Lampedusa in Winter, co-produzione austriaca girata dal giovanissimo Jakob Brossmann, svela la parte nascosta di un’isola troppo spesso dimenticata. Girato nell’arco di due anni, con una troupe ridottissima e l’aiuto di un’interprete poi diventata produttrice (Stefania Schenk Vitale, che introdurrà il film al pubblico del Festival venerdì 7 ottobre alle ore 20.15), Lampedusa in Winter ha debuttato al Festival del film Locarno, primo atto di un interessante percorso festivaliero che ha incluso la Viennale, gli IDFA e il festival di Istanbul e Sidney.

Vi proponiamo in questa sede un’intervista (versione integrale qui) che VICE ha realizzato assieme al regista pochi giorni dopo il grande successo di Locarno.

Come hai deciso di fare un documentario su Lampedusa?
Molto prima del naufragio del 3 ottobre, all’inizio del 2011, guardavo delle immagini di Lampedusa e ho pensato che queste potevano fomentare la paura di un’ondata [migratoria]. All’epoca stavo lavorando a un progetto sulle deportazioni dei migranti nel Terzo Reich – cioè persone dell’attuale Austria che volevano emigrare in Svizzera ma che venivano respinte.
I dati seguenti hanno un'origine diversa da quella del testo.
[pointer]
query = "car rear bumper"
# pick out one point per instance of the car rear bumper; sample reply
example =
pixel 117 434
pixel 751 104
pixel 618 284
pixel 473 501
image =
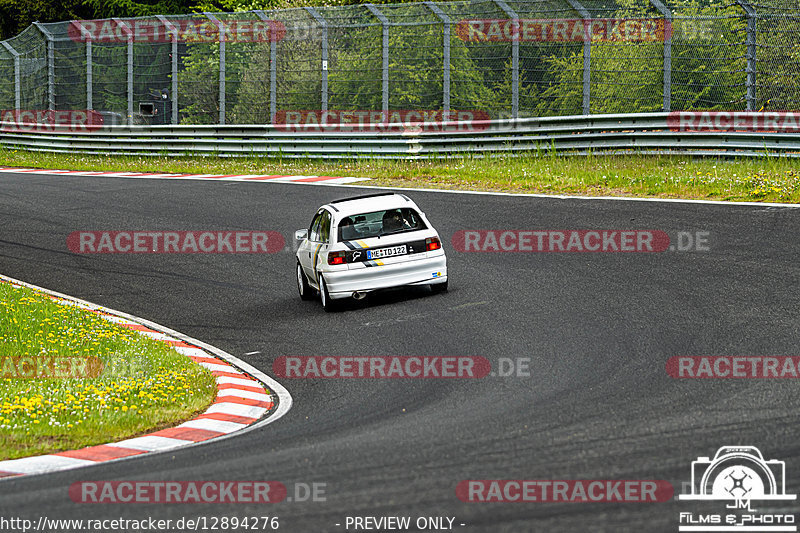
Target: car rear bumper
pixel 423 271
Le domande che emergono da queste due situazioni non sono così diverse e credo che con la dovuta distanza ci si possa rendere conto di cosa sia l’ingiustizia, anche oggi. Stiamo iniziando a capire; spero che poi non sarà troppo tardi come fu troppo tardi negli anni Quaranta. Di fronte a queste immagini sempre uguali di Lampedusa mi sono chiesto: che cosa succede dietro a queste foto? Cosa succede dietro le videocamere delle televisioni? Come si relazionano gli abitanti a questa cosa? Quando siamo arrivati sul posto abbiamo raccolto anche reazioni di razzismo e resistenza: anche a Lampedusa ci sono persone razziste, ma non è l’elemento centrale nel discorso. Per me è rilevante far vedere come un posto così influenzato dall’esterno abbia una vita del tutto normale e abbia sviluppato una solidarietà di fondo.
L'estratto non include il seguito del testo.